しかしその一方で,地球の軌道の大きさに比べて恒星までの距離はあまりにも遠いため,最も近い星でも0.0004°と非常に小さな角度しか変化しません。その小さな角度を識別する必要があります。もちろんその他の星はそれより遠いので,更に小さな角度を識別する必要があります。従ってこの方法ではあまり遠くまで測定することが出来ません。実は太陽の近くにある一部の星を除いて,ほとんどの星はこの方法では距離を十分正確に測定することが出来ません。

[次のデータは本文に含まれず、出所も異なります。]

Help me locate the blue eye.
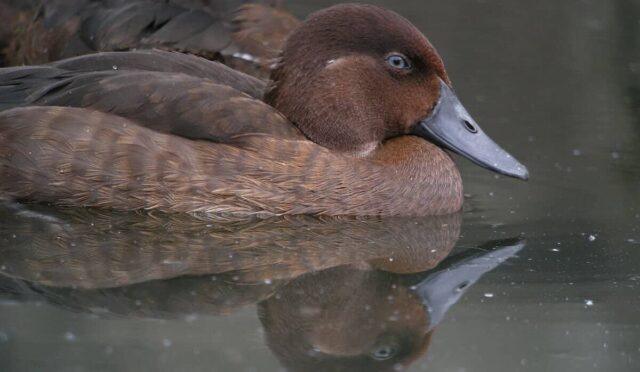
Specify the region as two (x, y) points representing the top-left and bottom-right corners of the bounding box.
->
(385, 54), (411, 70)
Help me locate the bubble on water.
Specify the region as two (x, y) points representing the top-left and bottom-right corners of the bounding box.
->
(184, 314), (198, 323)
(112, 65), (118, 70)
(264, 279), (272, 285)
(572, 149), (582, 156)
(611, 152), (620, 159)
(484, 293), (494, 298)
(584, 299), (594, 307)
(163, 339), (172, 348)
(64, 332), (76, 342)
(551, 248), (560, 252)
(588, 235), (597, 242)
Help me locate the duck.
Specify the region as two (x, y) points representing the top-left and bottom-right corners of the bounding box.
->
(0, 0), (298, 79)
(0, 3), (528, 218)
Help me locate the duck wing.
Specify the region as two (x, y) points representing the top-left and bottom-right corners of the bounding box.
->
(1, 0), (298, 78)
(53, 49), (266, 98)
(0, 50), (302, 142)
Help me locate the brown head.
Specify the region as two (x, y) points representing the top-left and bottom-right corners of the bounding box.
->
(266, 4), (528, 179)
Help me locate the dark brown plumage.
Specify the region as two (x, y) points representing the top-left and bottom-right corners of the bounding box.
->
(0, 0), (299, 79)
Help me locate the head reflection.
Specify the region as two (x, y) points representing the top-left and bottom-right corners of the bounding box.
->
(259, 240), (524, 372)
(259, 267), (432, 371)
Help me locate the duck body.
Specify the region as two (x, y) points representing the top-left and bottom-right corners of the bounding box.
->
(0, 4), (527, 218)
(0, 0), (298, 79)
(0, 100), (462, 217)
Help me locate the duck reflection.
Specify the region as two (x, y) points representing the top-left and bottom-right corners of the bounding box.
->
(0, 202), (523, 371)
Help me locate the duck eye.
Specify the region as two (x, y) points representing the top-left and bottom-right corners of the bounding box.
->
(385, 54), (411, 70)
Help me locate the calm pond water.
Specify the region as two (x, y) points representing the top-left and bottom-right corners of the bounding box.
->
(1, 0), (639, 371)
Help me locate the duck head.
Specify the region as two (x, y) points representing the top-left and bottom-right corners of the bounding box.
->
(265, 4), (528, 179)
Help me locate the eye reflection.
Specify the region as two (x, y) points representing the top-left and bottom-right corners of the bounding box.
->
(369, 345), (398, 361)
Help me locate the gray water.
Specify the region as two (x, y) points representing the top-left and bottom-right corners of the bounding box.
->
(1, 0), (639, 371)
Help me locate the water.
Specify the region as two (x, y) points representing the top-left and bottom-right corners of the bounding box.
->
(0, 0), (639, 371)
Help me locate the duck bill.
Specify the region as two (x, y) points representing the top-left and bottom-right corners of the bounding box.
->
(413, 78), (529, 180)
(413, 239), (526, 331)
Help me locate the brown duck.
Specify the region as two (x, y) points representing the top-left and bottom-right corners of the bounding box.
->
(0, 4), (528, 219)
(0, 0), (298, 78)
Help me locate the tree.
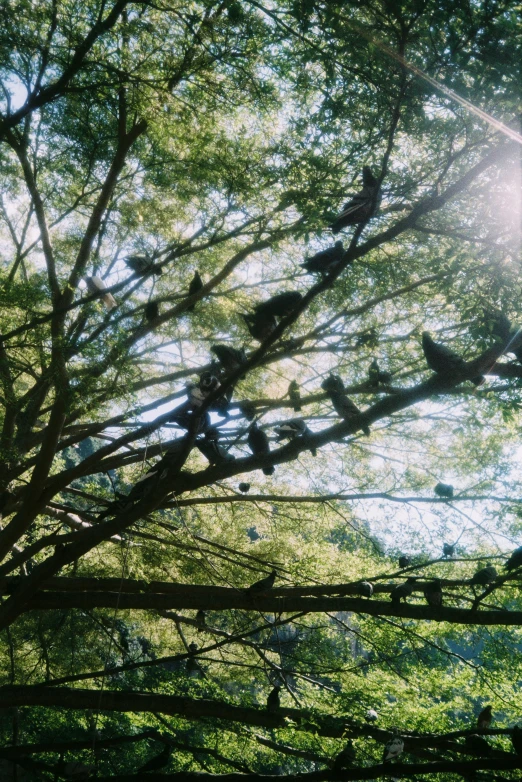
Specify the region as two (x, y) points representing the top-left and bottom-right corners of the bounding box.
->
(0, 0), (521, 778)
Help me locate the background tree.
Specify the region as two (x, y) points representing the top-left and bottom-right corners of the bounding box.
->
(0, 0), (521, 778)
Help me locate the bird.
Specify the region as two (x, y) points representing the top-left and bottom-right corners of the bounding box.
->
(288, 380), (302, 411)
(188, 642), (198, 653)
(273, 418), (316, 456)
(434, 482), (454, 498)
(464, 734), (491, 755)
(211, 344), (247, 373)
(477, 705), (493, 729)
(356, 327), (378, 347)
(145, 301), (159, 321)
(321, 373), (345, 394)
(84, 276), (117, 310)
(398, 555), (411, 569)
(197, 433), (235, 465)
(504, 545), (522, 571)
(124, 254), (160, 275)
(443, 542), (455, 557)
(242, 312), (277, 342)
(330, 166), (381, 233)
(424, 578), (443, 608)
(186, 271), (203, 311)
(365, 708), (378, 722)
(238, 482), (251, 493)
(246, 569), (277, 595)
(301, 241), (344, 275)
(186, 656), (204, 678)
(470, 565), (497, 585)
(254, 291), (303, 318)
(368, 359), (392, 387)
(482, 308), (513, 345)
(422, 331), (483, 384)
(195, 610), (206, 631)
(239, 400), (256, 420)
(358, 581), (373, 597)
(382, 733), (404, 762)
(332, 740), (356, 769)
(186, 382), (206, 408)
(267, 685), (281, 712)
(137, 744), (172, 773)
(390, 578), (416, 607)
(247, 423), (274, 476)
(199, 371), (220, 393)
(511, 725), (522, 755)
(327, 391), (370, 436)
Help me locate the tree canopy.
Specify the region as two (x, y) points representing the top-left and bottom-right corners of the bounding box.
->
(0, 0), (521, 779)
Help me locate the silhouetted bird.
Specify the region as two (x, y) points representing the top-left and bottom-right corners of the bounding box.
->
(188, 642), (198, 653)
(505, 545), (522, 571)
(238, 482), (251, 493)
(273, 418), (316, 456)
(267, 685), (281, 712)
(424, 579), (443, 608)
(482, 309), (512, 345)
(254, 291), (303, 318)
(125, 254), (160, 275)
(288, 380), (302, 411)
(247, 423), (274, 475)
(321, 373), (345, 394)
(199, 371), (220, 393)
(187, 271), (203, 311)
(242, 312), (277, 341)
(168, 407), (210, 434)
(137, 744), (171, 773)
(301, 241), (344, 275)
(443, 542), (455, 557)
(195, 610), (206, 631)
(85, 276), (117, 310)
(511, 725), (522, 755)
(398, 555), (411, 569)
(365, 708), (378, 722)
(247, 569), (277, 595)
(391, 578), (416, 607)
(358, 581), (374, 598)
(211, 344), (247, 373)
(186, 656), (204, 678)
(186, 383), (206, 408)
(333, 740), (356, 769)
(471, 565), (497, 585)
(477, 705), (493, 729)
(435, 482), (454, 498)
(327, 391), (370, 436)
(145, 301), (159, 321)
(197, 432), (235, 465)
(239, 400), (256, 420)
(356, 327), (377, 347)
(330, 167), (381, 233)
(465, 734), (491, 755)
(422, 331), (483, 384)
(369, 359), (392, 387)
(382, 734), (404, 762)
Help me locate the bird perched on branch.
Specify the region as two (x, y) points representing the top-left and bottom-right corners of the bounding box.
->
(511, 725), (522, 755)
(197, 429), (235, 465)
(186, 271), (203, 311)
(470, 565), (497, 585)
(398, 555), (411, 569)
(390, 578), (416, 607)
(477, 705), (493, 729)
(239, 400), (256, 420)
(435, 482), (454, 498)
(84, 276), (117, 310)
(247, 569), (277, 595)
(168, 406), (210, 434)
(254, 291), (303, 318)
(330, 166), (381, 233)
(273, 419), (317, 456)
(195, 610), (206, 631)
(321, 373), (345, 394)
(464, 734), (491, 755)
(422, 331), (483, 384)
(242, 311), (277, 342)
(125, 254), (160, 276)
(382, 733), (404, 762)
(267, 685), (281, 712)
(247, 423), (274, 475)
(145, 301), (159, 321)
(443, 542), (455, 557)
(424, 579), (443, 608)
(288, 380), (302, 412)
(326, 390), (370, 436)
(368, 359), (392, 387)
(504, 545), (522, 571)
(211, 344), (247, 373)
(358, 581), (374, 598)
(333, 740), (356, 769)
(301, 241), (344, 275)
(137, 744), (171, 773)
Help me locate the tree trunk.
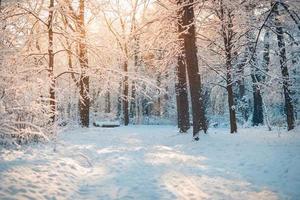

それでは,三角測量では測定できない遠くの星までの距離はどのようにして測定するのでしょうか。先人はすでに三角測量で距離測定が出来ている星々を研究し,三角測量では測れないような遠い星の距離測定方法を見出していきました。ここでは星の色を用いて距離の推定を行う,分光視差という方法を紹介します。
三角測量で測定し,距離を見積もることが出来ると,その星々に関しては距離と観測される見かけ上の明るさが分かるわけですから,その2つから絶対的な明るさがわかります。その絶対的な明るさと星の色の関係を調べると,その両者にある関係が存在することが分かりました。星々には様々な色がありますが,その各色に対してそれぞれ様々な明るさの星があるのではなくて,ほとんどの星は色が決まると絶対的な明るさが決まっており,赤く光る星は暗く輝き,青い星は明るく輝くという事実を発見しました。
従って,以上の関係を用いれば,星の色を知る事で星の絶対的な明るさが予想できます。星の色は距離に関係なく同じに見えますので(実際には宇宙空間に存在する塵などの影響により青い光ほど吸収を受ける効果が大きく赤みを帯びてしまい,若干色が変化を受けてしまいます。)星の色をただ観測するだけで,その星の絶対的な明るさを見積もることが出来ます。絶対的な明るさを見積もることが出来れば,見かけの明るさを観測する事で星までの距離が予想できます。
ここで示した色による距離の測定方法は,すでに三角測量を用いて直接的に距離を測定した星々を使って,星の色と明るさの関係を見出し,その法則を使って直接三角測量で測れない星に対して星の色から星の距離を求めるものです。この方法は三角測量が正しいことを前提にして,その上に成り立っているものなので信頼性に関しては三角測量に比べて劣ることになります。